Ce que beaucoup d'Américains n'entendront pas de ces sources "d'information", c'est qu'en 2022, l'armée israélienne a tué plus de 170 civils palestiniens, dont 30 enfants, en Cisjordanie et à Jérusalem-Est ; et que depuis le début de 2023, l'armée d'occupation israélienne a déjà tué 158 Palestiniens, dont 26 enfants.
Ils n'entendront pas qu'Israël contrôle la vie et les ressources (l'accès à l'eau potable) d'environ 7 millions de Palestiniens, et que les villes, villages, maisons, vergers et entreprises palestiniens ont été systématiquement détruits et repeuplés avec plus de 750 000 squatters juifs illégaux. ("colons").
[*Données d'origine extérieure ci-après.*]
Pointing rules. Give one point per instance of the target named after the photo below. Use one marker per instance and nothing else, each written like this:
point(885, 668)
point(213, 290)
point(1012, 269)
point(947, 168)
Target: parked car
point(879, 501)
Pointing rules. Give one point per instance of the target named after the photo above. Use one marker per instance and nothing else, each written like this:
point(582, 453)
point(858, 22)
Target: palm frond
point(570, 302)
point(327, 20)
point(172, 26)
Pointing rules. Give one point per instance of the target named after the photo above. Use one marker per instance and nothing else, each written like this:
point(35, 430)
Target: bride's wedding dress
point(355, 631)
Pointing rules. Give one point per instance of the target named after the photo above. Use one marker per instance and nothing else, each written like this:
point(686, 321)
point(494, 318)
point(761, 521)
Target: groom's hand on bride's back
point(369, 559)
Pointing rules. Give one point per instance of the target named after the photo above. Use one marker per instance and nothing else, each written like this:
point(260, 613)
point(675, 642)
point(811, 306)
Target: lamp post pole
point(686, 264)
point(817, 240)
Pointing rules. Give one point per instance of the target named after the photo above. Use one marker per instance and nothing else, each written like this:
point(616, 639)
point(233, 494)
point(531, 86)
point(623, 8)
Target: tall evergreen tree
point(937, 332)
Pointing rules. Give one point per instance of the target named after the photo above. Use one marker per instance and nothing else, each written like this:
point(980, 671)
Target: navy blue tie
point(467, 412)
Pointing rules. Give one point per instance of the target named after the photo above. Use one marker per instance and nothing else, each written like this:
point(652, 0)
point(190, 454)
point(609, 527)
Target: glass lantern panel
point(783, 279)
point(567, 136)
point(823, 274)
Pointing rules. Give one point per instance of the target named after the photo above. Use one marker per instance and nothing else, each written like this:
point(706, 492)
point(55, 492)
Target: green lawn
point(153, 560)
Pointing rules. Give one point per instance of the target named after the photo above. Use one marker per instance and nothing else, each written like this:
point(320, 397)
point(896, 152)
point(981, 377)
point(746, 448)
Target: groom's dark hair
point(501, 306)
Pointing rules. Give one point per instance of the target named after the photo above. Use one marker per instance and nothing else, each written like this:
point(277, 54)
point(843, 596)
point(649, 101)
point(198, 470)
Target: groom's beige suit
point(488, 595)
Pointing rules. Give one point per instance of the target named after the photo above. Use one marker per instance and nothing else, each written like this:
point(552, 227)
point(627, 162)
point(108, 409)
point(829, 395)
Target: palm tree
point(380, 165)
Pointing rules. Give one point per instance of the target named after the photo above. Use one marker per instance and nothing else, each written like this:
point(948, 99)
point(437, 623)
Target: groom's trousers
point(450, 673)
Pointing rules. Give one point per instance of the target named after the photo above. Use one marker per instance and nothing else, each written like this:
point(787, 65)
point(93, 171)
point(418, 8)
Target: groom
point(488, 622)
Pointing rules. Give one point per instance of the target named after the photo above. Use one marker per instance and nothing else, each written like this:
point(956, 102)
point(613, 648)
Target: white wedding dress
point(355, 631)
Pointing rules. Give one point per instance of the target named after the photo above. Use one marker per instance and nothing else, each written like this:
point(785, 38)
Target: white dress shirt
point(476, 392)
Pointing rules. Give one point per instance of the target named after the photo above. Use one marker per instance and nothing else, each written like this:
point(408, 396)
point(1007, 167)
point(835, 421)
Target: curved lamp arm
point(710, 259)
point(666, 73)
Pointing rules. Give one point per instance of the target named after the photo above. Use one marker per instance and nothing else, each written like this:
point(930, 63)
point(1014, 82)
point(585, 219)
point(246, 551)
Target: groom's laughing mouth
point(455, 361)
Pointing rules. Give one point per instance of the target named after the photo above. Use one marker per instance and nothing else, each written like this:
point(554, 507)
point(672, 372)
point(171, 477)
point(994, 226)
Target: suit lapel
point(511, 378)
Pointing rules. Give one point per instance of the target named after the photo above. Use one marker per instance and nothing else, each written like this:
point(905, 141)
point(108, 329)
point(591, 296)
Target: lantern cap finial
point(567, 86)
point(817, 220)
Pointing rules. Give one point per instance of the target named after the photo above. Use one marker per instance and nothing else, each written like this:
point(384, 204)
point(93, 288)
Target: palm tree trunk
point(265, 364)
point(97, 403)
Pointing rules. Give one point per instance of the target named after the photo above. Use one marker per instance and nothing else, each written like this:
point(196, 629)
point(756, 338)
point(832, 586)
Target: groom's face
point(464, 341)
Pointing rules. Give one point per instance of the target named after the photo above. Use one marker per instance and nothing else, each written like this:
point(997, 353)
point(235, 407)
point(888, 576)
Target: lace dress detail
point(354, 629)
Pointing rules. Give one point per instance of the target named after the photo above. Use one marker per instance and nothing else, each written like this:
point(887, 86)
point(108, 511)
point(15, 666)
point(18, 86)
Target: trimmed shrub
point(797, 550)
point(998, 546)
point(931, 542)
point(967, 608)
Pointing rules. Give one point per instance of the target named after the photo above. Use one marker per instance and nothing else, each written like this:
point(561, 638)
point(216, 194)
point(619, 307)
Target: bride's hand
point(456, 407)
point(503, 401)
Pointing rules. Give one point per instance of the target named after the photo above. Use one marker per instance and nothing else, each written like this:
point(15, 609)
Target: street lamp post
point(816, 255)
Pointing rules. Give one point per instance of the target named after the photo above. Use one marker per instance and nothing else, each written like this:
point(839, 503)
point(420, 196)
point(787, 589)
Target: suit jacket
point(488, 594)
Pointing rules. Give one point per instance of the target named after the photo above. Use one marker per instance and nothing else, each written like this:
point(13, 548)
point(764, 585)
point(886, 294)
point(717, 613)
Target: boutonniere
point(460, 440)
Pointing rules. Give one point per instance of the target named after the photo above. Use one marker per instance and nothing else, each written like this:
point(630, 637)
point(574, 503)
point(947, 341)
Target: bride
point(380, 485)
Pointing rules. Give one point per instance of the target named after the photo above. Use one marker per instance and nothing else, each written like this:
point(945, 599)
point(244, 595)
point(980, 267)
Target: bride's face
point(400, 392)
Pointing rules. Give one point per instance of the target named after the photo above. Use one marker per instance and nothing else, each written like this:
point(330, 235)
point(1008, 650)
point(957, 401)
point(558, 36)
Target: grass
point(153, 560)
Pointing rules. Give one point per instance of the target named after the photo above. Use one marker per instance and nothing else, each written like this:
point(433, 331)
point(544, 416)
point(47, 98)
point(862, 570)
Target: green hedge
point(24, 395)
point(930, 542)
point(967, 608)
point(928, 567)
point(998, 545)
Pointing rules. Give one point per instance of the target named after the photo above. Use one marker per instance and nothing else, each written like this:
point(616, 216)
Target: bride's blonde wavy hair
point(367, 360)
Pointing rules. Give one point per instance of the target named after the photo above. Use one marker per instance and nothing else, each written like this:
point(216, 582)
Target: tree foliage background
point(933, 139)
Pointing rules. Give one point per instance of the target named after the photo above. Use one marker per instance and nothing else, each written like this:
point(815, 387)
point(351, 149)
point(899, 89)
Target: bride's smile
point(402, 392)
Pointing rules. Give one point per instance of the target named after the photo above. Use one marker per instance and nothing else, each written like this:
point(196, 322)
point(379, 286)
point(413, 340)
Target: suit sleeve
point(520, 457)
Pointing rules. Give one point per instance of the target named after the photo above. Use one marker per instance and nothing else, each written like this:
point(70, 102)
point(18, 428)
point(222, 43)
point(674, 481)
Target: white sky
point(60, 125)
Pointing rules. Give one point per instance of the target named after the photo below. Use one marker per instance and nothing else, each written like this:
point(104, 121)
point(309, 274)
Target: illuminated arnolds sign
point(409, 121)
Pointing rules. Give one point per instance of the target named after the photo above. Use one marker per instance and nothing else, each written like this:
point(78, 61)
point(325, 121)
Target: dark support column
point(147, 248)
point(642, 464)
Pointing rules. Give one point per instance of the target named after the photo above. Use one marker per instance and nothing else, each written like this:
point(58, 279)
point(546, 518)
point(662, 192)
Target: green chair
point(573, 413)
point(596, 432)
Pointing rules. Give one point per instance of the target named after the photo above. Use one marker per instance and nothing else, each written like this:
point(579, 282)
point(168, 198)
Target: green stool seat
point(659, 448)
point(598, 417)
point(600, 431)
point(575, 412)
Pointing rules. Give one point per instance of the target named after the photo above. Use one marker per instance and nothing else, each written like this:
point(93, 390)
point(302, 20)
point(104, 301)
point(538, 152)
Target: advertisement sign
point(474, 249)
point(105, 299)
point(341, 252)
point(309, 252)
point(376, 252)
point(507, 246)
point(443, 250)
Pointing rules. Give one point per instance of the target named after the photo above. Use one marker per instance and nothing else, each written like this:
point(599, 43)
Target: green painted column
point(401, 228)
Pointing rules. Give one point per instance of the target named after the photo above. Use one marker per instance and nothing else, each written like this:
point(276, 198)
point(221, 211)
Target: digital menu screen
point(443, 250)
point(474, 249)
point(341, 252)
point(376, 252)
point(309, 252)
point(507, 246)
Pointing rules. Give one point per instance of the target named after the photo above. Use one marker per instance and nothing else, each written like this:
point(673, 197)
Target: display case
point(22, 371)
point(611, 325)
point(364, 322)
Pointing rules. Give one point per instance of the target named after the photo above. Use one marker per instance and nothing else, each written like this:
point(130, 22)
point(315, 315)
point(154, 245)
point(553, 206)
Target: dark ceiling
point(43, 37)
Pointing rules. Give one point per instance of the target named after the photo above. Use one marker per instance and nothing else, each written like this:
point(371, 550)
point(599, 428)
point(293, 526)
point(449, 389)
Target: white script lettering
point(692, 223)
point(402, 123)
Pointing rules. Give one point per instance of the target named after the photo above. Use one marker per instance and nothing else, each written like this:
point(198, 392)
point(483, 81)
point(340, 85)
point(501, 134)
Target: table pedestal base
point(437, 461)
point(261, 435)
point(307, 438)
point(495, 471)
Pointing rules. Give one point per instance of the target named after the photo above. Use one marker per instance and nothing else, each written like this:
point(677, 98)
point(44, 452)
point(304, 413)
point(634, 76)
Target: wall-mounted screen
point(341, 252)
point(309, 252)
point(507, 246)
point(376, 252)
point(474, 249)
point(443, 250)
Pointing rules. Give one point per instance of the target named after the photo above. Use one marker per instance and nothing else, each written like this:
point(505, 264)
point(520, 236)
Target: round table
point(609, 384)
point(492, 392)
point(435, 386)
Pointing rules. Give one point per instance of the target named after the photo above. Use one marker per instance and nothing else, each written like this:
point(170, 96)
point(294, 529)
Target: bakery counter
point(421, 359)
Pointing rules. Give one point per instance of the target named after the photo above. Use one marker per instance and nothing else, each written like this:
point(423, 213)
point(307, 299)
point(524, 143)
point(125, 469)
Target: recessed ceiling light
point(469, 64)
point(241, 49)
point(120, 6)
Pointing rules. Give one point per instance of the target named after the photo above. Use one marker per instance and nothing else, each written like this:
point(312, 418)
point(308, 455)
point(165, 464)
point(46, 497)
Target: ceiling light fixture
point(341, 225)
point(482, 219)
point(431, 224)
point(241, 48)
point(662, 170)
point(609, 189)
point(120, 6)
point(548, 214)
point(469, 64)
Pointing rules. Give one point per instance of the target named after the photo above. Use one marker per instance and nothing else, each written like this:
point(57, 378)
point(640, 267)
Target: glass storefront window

Ils n'entendront pas parler des 56 années d'occupation israélienne, de dépossession, de démolitions de maisons, de couvre-feux, de points de contrôle, de murs, de blocus, de permis, de raids nocturnes, d'assassinats ciblés, de tribunaux militaires, de détention administrative, de milliers de prisonniers politiques, d'enfants palestiniens torturés et 56 ans d'oppression et d'humiliation.
Qu'est-ce qui explique le traitement déférent « exceptionnel » qu'Israël reçoit, alors que d'autres violateurs des droits de l'homme sont condamnés ou sanctionnés par les États-Unis et leurs alliés ?
Une grande partie de l'explication a à voir avec l'industrie des relations publiques gérée par l'État, puissamment efficace, basée sur les mythes et la duplicité. Depuis sa création en 1948, Israël a réussi à créer son propre illogisme ; un illogisme qui a fait que l'illégal semble légal, l'immoral semble moral et l'antidémocratique son démocratique. Il a magistralement commercialisé un certain nombre de mythes qui sont devenus une partie du récit politique et des médias grand public.
Dès le départ, les fondateurs sionistes d'Israël ont dissimulé leur véritable objectif de créer un "Grand Israël" - un État juif non seulement en Palestine, mais en Jordanie, au sud du Liban et sur les hauteurs du Golan syrien - en termes héroïques.
L'histoire et les clichés fabriqués sur les "bons" Israéliens développant une terre non peuplée, créant des miracles agraires dans le désert et réclamant une terre promise historique sont devenus profondément ancrés.
En réalité, les sionistes, comme le premier Premier ministre d'Israël, David Ben Gourion, d'origine polonaise, considéraient le plan de partage de la Palestine de l'Assemblée générale des Nations Unies de 1948 comme le premier pas vers une future expansion.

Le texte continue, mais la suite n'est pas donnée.